Tuesday, September 27, 2022

Massachusetts cops face backlash for failing to punish cop who ‘allegedly raped his victim while he was on duty’

Massachusetts police officers have been disciplined — or even fired — for using a dubious police policy to justify unjustified killings, but some officers are now pointing fingers at police brass for allowing officers to violate protocols or policies.

Rainer Lubin, who worked as a police officer in Woburn, Mass., for a decade, was arrested for second-degree rape in May 2016, after he allegedly kidnapped and assaulted a woman he had arrested. Lubin pleaded not guilty and faced up to 30 years in prison, but the alleged victim left the state and could not testify. Two months later, Lubin pleaded guilty to assaulting and raping her. It’s unclear why he pleaded guilty after she had failed to appear for his trial, or why she decided to travel from Connecticut to testify.

Lubin posted an apology on Facebook after he was arrested. It was written in a way that implied his conviction was a miscarriage of justice. Lubin cited two state laws that he believed should absolve him of the charges. He wrote:

“I got in a lot of trouble due to a now defunct 1982 judicial hearing on the Uniform Code of Judicial Conduct. Ordinarily, it would have ruled in my favor, but with two judges that said their decision ‘was rooted in God-given mission’ that my case fell short of probable cause. In neither case did there be any evidence presented by the prosecution that the suspects were guilty. A manslaughter case can turn on a testimony from a drunk witness, but there was no allegation or witness in my case.”

Lubin was immediately fired. He lost all privileges, including taking a rifle for target practice and serving on the police SWAT team. He had recently completed his counseling after dealing with substance abuse.

He later added on Facebook:

“And since I have no prior felonies, I cannot apply for office, lose my certification and receive a lifetime ban from the police force. I can’t even apply for a job, because of this ridiculous ruling by a certain female who, it should be noted, lied under oath about the facts of the case and refused to appear in court.”

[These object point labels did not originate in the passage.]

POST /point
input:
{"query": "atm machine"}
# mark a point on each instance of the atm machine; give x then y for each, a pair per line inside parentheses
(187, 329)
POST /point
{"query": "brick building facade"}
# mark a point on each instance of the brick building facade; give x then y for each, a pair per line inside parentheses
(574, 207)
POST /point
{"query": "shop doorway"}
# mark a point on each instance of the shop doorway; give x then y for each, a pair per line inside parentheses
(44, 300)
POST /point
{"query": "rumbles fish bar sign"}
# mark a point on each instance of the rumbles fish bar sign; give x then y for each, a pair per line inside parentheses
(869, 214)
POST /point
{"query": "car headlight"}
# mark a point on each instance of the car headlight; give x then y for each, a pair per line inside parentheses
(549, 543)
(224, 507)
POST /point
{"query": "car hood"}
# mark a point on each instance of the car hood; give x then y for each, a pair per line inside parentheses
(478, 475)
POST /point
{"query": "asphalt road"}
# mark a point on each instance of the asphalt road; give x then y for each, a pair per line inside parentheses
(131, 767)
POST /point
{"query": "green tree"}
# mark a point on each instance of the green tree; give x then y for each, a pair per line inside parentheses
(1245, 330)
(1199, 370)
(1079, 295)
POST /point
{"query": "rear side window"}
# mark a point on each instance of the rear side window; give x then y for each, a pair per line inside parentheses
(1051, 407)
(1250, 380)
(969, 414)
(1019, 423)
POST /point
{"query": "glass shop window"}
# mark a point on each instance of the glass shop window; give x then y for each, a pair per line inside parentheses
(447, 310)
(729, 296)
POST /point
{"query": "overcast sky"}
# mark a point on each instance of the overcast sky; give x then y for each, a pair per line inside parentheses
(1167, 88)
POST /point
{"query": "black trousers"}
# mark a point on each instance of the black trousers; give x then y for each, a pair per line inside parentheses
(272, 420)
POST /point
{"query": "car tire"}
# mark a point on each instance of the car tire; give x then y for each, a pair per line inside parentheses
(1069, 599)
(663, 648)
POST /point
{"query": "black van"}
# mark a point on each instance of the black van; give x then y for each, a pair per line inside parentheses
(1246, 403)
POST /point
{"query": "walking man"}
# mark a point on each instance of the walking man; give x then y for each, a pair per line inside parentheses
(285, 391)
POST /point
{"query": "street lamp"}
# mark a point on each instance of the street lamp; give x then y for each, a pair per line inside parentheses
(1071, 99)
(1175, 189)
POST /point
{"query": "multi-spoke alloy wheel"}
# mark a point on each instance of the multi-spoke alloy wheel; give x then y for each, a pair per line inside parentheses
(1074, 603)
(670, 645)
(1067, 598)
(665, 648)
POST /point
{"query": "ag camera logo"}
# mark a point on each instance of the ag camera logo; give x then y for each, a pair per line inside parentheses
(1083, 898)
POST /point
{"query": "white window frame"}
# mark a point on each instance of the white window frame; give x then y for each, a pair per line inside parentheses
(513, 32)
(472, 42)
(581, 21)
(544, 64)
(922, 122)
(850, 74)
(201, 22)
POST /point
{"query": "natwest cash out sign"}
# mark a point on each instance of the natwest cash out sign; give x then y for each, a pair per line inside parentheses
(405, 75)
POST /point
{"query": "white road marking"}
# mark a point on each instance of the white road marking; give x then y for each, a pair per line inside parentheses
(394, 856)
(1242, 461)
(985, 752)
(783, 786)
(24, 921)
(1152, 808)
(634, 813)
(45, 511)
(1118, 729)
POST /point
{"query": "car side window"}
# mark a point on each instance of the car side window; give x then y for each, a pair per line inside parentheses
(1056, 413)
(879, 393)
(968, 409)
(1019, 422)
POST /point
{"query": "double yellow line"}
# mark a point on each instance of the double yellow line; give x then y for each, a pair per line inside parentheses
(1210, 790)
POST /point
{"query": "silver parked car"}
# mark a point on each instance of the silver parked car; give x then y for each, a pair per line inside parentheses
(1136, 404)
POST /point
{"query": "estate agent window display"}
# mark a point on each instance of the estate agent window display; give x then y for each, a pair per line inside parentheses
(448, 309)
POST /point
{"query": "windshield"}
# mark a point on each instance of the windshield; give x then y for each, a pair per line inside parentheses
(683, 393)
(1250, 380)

On Friday, the Elizabeth County District Attorney’s Office released a letter they had sent to Lubin’s attorney stating his actions “constituted gross deviation from standard police behavior and placed the public and your client at risk.”

The Elizabeth County Law Enforcement Chiefs Association said in a statement that Lubin may have violated its policies, but it was due to his own actions and was not meant to hold back other officers. The association said the policy Kozlinsky brought forward should not be applied.

“It seems to me we would be the first ones pointing the finger here at the chief’s office saying, OK, this guy’s got some issues,” said Elizabeth County District Attorney Jon M. Jackson. “Had he been a good enough officer, this wouldn’t have happened. That’s not to take anything away from Mr. Lubin, but had he been a good enough officer we wouldn’t be having this conversation.”

Following Lubin’s sentencing, on Friday, Elizabeth County District Attorney Jon M. Jackson said Lubin could spend up to 100 years in prison.